More than 15 years ago, the Institute for Healthcare Improvement (IHI) developed the Triple Aim, a call to action for the healthcare industry to improve the patient experience of care, improve the health of populations and reduce the per capita cost of healthcare. This framework was later expanded to the Quadruple Aim, adding the goal of improving the provider experience in light of rising burnout.
Recently, physician leaders from the Institute for Healthcare Improvement (IHI) and National Academy of Medicine (NAM) advocated for the addition of a fifth aim: advancing health equity. Here’s what healthcare organizations can do to help actualize this vision, now called the Quintuple Aim:
Recognize that the five aims interconnect
When the Triple Aim was established, opponents argued that the individual aims inherently conflicted. Some thought improving the patient experience would increase costs, that reducing costs would create less healthy populations, and so on. Similar objections were raised with the addition of the fourth aim and may arise with the introduction of the fifth. However, health equity can coexist with the other four aims and even support them. And the COVID-19 pandemic illustrates this interconnectedness.
For example, we know from Centers for Disease Control and Prevention (CDC) data that American Indian or Alaska Native, Black or African American, and Hispanic or Latino people have more than double the risk of COVID-related hospitalization than white people. These inequities can have a ripple effect across the broader healthcare system. During pandemic surges, patients may delay procedures and unknowingly increase the cost of care if their conditions are not detected or treated in a timely manner. When hospitals reach capacity, clinician burnout may worsen due to the emotional toll of caring for patients with severe cases of COVID-19.
Initiatives targeting communities with unmet needs—like mobile testing sites or booster education campaigns—may not be delivered equally, but they can help ensure people with varied health resources all have good health outcomes. Understanding these intersections will help inform how your organization allocates its time and resources.
Decide where to start
While no organization can fix the whole healthcare industry, individual health systems and practices can certainly make a difference in their communities. People have unique needs, making it difficult to address all inequities simultaneously, but focusing on a few top priorities can help move the needle. And data is key in determining where to start.
Organizations can leverage public health and socioeconomic data collected by local municipalities and/or the state to establish where the greatest needs may lie. Electronic health record (EHR) data is another valuable resource in identifying risk among patient populations. Third, organizations should consider screening all patients for social influencers of health, as these factors are not always obvious. There are existing tools available, such as PRAPARE (the Protocol for Responding to and Assessing Patients’ Assets, Risks, and Experiences). Alternatively, organizations can add their own screening questions to their patient intake forms, as did Allscripts client Raleigh Pediatric Associates.

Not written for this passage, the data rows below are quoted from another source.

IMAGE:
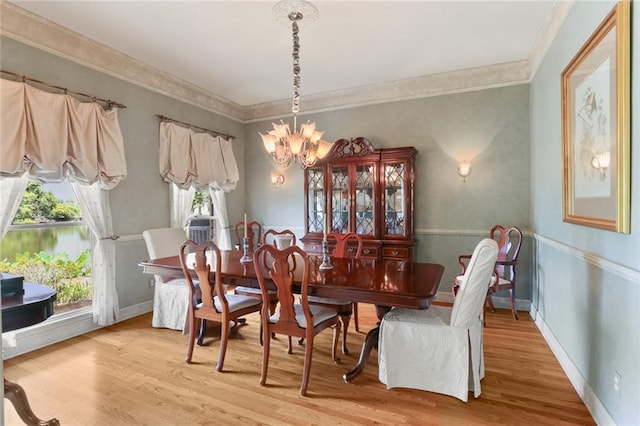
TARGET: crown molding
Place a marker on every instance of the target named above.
(497, 75)
(33, 30)
(548, 33)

As a family medicine physician by training, I am a big proponent of preventative care, such as focusing on healthy diet and exercise. Keeping people well so they don’t progress to acute or chronic illnesses intersects with other aims like driving down costs, so focusing on this could be a great way to maximize your initial efforts. Ultimately, the data will help you determine what approach will deliver the biggest returns.
Take a holistic approach
We know most of a person’s health is shaped by what happens outside the four walls of a hospital or practice. To address issues like food insecurity and broadband access, healthcare organizations must establish relationships with community organizations that address your patients’ most critical needs. More solutions like community resource referral platforms are also coming onto the market, bridging gaps between health and social organizations to enable a true ecosystem of care.
For our part, Allscripts will continue developing and delivering solutions for clients and partners to build open, connected communities of health for everyone. The Quintuple Aim is a lofty ambition, but a worthwhile pursuit. And together, we can go farther.